Danke für den Link, aber ich kann auf der HP keine Preise finden.

VG
Sven


----------



## trampelkraut (10. März 2017)

Ich schon! 

Klicke mal oben auf Teichartikel, und dann links auf PP Trommelfilter. Anschließend  ganz nach unten scrollen.


----------



## ThorstenC (10. März 2017)

Ich kann die Preise sehen..

Auf der Homepage rechts unten......
und dann kommen die Angebote auf ebaykleinanzeigen. Da erspart sich jemand die Shop-Software.

https://www.ebay-kleinanzeigen.de/s...mmelfilter-koiteich-filter/208308264-138-1905

und Preise für alle Varianten.

Diff. zwischen PP35 und PP50 sind 700,-€...

Auf der Homepage links oben stehen Telefonnummern...


----------



## homer_killer (10. März 2017)

Cool - danke - damit ist meine Budgetplanung dann wohl dahin


----------



## Teich4You (10. März 2017)

Ich möchte noch eine Sache anmerken.
In einem anderen Forum betreibt auch jemand einen Trommelfilter der für ein mehrfaches des Teichvolumens ausgelegt ist.
Dadurch spült das Gerät natürlich wesentlich seltener.
Und er hat selber berichtet, dass seine Spülrinne bei einer händischen Reinigung an die 15 Liter Schmodder beinhaltet hat.

Ich finde das durch zu groß dimensionierte Vorfilter der Sinn der automatischen Abreinung ein wenig verloren geht.
Der Schmutz bleibt länger im System und kann in Lösung gehen.
Aber das ist doch einer der Hauptvorteile für die Filter, dass sie den Dreck zügig aus dem System befördern.
Gerade bei Fischteichen.

Reserve finde ich auch immer gut, aber ich würde für 25.000l z.B. keinen PP 50 nehmen.
Außer man befeuert ihn auch mit 40-45.000 Liter!


----------



## homer_killer (10. März 2017)

Ich tendiere auch immer noch zum PP 35  der bei dem Shop das gleiche kostet wie überall anders auch


----------



## ThorstenC (10. März 2017)

Du kannst ja auch nach gebrauchten TF Ausschau halten...da ist aber immer etwas Vorsicht ratsam...manche Modelle haben bauartbedingte Schwachstellen- Vor und Nachteile- zu ersetzende Verschleißteile.
https://www.ebay-kleinanzeigen.de/s-trommelfilter/k0

Der Oase- TF hat ein sehr dickes Gehäuse und ist sehr leise... in Kleinanzeigen ist zur Zeit nur eine Komplettanlage drin....
Bei Oase- TF gab es Nachbesserungen- irgendwas mit den Lagerrollen etc....

Die Qual der Wahl- ich hatte es mit dem Umbau meiner Filteranlage auf TF leichter bei der Familie:
Schuld waren meine Mädels- die haben die Fische gekauft...

Ach- übrigens spült mein TF im Sommer manchmal nur alle 3h....und trotzdem ist meine Spülrinne sauber.
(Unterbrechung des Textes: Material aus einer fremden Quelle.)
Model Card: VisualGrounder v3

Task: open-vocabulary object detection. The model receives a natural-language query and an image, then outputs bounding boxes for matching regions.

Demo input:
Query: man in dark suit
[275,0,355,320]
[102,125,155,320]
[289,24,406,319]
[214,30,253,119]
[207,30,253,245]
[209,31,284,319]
Das kann durchaus an meiner Eigenbau- Spülrinne oder anderen Faktoren wie z.B. Spülwassermenge etc. und wenig anfallenden Schmutz/ wenig Fisch liegen.
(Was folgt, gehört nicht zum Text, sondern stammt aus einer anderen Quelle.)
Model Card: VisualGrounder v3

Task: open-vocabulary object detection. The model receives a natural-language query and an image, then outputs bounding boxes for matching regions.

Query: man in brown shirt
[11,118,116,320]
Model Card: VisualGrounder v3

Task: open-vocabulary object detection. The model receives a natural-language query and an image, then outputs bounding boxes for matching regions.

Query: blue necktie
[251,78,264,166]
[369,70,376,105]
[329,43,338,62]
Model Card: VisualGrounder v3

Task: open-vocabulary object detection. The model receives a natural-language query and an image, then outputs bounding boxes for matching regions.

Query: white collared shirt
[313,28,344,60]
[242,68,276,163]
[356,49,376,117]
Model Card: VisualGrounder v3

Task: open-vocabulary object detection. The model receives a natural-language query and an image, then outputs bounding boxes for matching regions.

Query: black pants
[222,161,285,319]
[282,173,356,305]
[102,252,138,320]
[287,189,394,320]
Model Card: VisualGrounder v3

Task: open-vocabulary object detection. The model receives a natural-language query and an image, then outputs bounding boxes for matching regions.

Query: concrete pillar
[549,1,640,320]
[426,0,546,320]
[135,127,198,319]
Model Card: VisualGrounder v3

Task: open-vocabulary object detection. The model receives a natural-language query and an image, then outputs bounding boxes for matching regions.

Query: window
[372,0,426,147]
Man kann auch eine Rinnenspülung einbauen, Intensivreinigung per Steuerung...
Dass in den Spülrinnen manchmal etwas Schmodder liegen bleibt, ist bekannt.
Vor allem bei wenig Spülwasser- abhängig von Düsen, Anzahl und Spülpumpe...

Speziell bei Leuten mit Spaß am Basteln und Sparen....Luftheberpumpen..ist ein Filter mit etwas mehr Siebfläche und am TF geringer eingestelltem Diff.- Druck zum Spülen sinnvoll.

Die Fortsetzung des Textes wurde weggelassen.